The executive board of the International Monetary Fund recently concluded its 2014 Article IV consultation with Russia on Saturday.
The IMF said that the slowdown in growth that began in 2011 as a result of structural constraints continued in 2013 despite reforms.
Real GDP growth slowed to 1.3 percent because of a decline in investment, while consumption remained strong due to strong real wage growth and a surge in unsecured consumer credit, according to the IMF.
The general government balance shifted from a slight surplus in 2012 to a slight deficit of more than one percent of GDP in 2013, it said.
As for 2014, geopolitical tensions have brought the Russian economy to a halt, and the IMF projects real GDP growth of 0.2 percent with strong downside risks.

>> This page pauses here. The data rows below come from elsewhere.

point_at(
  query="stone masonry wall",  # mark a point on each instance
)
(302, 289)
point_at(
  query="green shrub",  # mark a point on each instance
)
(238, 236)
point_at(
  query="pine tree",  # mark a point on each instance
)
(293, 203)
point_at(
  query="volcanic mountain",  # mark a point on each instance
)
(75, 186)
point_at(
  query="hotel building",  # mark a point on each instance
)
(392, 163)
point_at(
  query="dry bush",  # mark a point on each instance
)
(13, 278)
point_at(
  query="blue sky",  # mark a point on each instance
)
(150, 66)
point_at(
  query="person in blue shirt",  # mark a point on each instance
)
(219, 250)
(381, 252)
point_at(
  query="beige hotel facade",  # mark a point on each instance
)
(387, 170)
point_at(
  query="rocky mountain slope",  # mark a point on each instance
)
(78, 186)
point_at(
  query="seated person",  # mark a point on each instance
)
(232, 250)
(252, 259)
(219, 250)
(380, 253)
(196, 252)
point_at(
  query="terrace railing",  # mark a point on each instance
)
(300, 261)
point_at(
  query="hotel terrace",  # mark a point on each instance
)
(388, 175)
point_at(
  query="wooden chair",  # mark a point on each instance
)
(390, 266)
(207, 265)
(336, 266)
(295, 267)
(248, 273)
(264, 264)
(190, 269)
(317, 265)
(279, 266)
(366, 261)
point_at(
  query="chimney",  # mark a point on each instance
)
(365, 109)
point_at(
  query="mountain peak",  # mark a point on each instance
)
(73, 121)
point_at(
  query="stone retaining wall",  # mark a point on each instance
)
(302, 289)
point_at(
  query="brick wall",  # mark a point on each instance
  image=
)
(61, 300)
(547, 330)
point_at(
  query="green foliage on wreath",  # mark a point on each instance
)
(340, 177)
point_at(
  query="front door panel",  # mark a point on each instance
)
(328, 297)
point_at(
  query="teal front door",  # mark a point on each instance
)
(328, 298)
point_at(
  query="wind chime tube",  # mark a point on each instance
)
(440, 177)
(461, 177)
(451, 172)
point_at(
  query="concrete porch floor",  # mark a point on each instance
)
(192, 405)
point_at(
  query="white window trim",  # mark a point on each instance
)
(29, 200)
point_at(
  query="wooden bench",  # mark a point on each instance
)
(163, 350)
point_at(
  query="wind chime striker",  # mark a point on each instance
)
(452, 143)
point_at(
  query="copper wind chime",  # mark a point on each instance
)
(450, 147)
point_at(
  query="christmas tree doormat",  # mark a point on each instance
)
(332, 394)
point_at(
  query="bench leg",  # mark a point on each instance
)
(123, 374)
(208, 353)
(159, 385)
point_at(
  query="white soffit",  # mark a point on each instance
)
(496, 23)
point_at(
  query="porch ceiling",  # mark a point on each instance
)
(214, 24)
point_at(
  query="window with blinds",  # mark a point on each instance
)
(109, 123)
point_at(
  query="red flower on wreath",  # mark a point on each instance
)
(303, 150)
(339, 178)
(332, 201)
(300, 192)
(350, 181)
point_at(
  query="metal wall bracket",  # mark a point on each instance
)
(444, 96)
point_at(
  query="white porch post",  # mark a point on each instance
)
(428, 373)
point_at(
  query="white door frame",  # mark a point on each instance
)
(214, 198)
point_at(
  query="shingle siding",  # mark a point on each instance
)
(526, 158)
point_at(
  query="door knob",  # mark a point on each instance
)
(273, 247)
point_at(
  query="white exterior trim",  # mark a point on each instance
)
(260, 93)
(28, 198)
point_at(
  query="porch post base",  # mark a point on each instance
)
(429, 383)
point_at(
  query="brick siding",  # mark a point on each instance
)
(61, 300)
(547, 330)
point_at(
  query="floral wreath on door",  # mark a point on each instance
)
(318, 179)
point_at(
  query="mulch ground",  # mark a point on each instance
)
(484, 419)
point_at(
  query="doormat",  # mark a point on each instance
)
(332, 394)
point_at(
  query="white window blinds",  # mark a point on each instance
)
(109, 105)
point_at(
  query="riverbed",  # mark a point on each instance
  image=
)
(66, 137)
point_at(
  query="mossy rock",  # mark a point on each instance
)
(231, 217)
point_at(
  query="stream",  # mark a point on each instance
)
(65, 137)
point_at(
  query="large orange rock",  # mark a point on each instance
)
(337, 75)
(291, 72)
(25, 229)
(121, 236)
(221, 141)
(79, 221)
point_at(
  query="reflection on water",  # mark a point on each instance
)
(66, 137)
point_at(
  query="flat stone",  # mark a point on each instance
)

Concerns about current and future sanctions following Russia's annexation of Crimea have also increased the risk of doing business in the country and are impacting investment. The IMF predicted that capital outflows could reach $100 million this year.
It projected a slight recovery in growth to one percent in 2015 due to stronger exports and stabilization of investment.
IMF directors concluded that a tighter monetary policy is needed to achieve the 2015 inflation target and growth expectations, and that deeper structural reforms are critical to improving Russia's growth prospects.
They encouraged Russian officials to reduce state involvement in the economy, curtail price distortions, and take additional steps to boost investment and productivity.